The report, Navigating the COVID-19 Socio-economic Shock: New Higher Risk Scenario Supplement, was done by the Canadian Centre for Economic Analysis (CANCEA). It’s a supplemental analysis to a report released in June and was done because of concerns that infrastructure investment may be at even higher risk, despite federal Safe Restart Agreement funding.
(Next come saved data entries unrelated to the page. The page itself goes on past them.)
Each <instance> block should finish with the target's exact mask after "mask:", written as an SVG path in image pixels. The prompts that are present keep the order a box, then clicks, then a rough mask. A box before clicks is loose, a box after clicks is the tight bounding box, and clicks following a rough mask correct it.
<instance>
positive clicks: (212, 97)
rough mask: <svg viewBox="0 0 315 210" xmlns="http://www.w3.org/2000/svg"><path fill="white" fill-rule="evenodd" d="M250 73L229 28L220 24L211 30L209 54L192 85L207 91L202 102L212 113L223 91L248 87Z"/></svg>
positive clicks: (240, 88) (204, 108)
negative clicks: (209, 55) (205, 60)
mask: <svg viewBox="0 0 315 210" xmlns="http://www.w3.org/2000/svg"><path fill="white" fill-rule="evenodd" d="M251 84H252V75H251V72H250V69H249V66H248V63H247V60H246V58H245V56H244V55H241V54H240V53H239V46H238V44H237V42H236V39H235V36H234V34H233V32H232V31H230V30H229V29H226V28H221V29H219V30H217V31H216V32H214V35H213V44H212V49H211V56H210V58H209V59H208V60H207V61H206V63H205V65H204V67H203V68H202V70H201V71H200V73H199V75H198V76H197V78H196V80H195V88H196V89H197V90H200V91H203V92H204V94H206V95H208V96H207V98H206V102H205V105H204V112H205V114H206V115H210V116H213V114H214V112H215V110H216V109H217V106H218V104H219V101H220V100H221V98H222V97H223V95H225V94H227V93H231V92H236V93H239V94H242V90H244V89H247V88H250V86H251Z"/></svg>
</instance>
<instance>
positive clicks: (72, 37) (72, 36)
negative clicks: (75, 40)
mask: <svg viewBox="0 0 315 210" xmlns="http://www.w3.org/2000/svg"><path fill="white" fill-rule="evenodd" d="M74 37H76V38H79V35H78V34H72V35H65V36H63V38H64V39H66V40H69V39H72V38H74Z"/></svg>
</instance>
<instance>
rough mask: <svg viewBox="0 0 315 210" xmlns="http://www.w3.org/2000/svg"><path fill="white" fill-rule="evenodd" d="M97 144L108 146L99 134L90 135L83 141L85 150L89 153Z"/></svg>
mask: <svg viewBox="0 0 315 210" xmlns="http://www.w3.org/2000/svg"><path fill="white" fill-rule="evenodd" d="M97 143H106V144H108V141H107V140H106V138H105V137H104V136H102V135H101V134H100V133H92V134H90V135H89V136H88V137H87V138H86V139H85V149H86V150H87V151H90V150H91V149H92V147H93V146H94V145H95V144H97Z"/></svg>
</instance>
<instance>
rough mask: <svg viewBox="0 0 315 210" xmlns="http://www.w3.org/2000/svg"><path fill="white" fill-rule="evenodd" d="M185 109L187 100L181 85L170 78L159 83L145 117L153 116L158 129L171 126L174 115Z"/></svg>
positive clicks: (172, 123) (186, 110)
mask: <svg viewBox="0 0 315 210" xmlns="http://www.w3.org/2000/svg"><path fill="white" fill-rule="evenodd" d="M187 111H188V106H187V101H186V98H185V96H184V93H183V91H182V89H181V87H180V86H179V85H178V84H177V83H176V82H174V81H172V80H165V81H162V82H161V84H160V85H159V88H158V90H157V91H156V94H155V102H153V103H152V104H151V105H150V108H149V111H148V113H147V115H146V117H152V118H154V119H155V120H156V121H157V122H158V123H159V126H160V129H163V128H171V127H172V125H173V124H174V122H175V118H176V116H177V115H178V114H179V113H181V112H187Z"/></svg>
Researchers looked at the medium- and long-term effects of various infrastructure investment decisions by the provincial and federal governments. The analysis found that risks are magnified if the federal government delays or rolls back infrastructure investment from 0.4 per cent of expected Ontario GDP to 0.33 per cent, and Ontario continues to invest at 2.4 per cent of its GDP and municipal deficits are covered with funds from Ontario’s capital budget. The report indicated that a short-term reduction in infrastructure investment could have an annual negative return of 4.7 per cent.
Over 30 years, such a scenario could result in 89,700 fewer jobs and $98 billion in lost government tax revenue. The analysis concluded that holding back on infrastructure investment in Ontario at this critical juncture could exacerbate the effects of the current crisis and hamper the recovery of the province.
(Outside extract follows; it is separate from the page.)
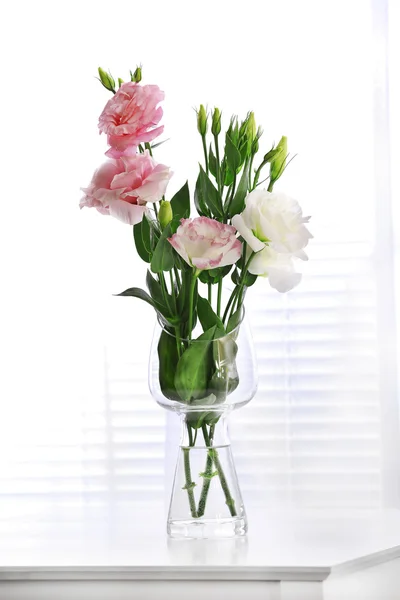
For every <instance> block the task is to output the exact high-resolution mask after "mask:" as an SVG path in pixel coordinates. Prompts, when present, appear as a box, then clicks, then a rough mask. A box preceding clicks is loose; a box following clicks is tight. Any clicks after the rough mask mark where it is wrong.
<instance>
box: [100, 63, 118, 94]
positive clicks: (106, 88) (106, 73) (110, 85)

“RCCAO is pleased that the federal government is providing funds to the provinces and territories through the Safe Restart Agreement, but it is not nearly enough,” says Manahan. “This is a critical period and it’s not the time for the federal government to pull back on infrastructure funds. Our economy needs a kick-start and we must get going, especially on state-of-good-repair projects.”
Although there are projects ongoing, Ontario contractors report that many municipalities are pulling back on tendering capital works projects because they are unsure about funding. The construction industry employs about 400,000 people in Ontario, but a considerable part of the sector could be lost if there is a cutback on infrastructure investments.
“We are looking at a very bleak time if the federal government doesn’t open up the tap for infrastructure projects,” says incoming RCCAO board chair Peter Smith, executive director of the Heavy Construction Association of Toronto. “It’s a high-stakes gamble to ignore the construction industry. The sector employs a lot of people in Ontario and such inaction will have a significant trickle-down effect.”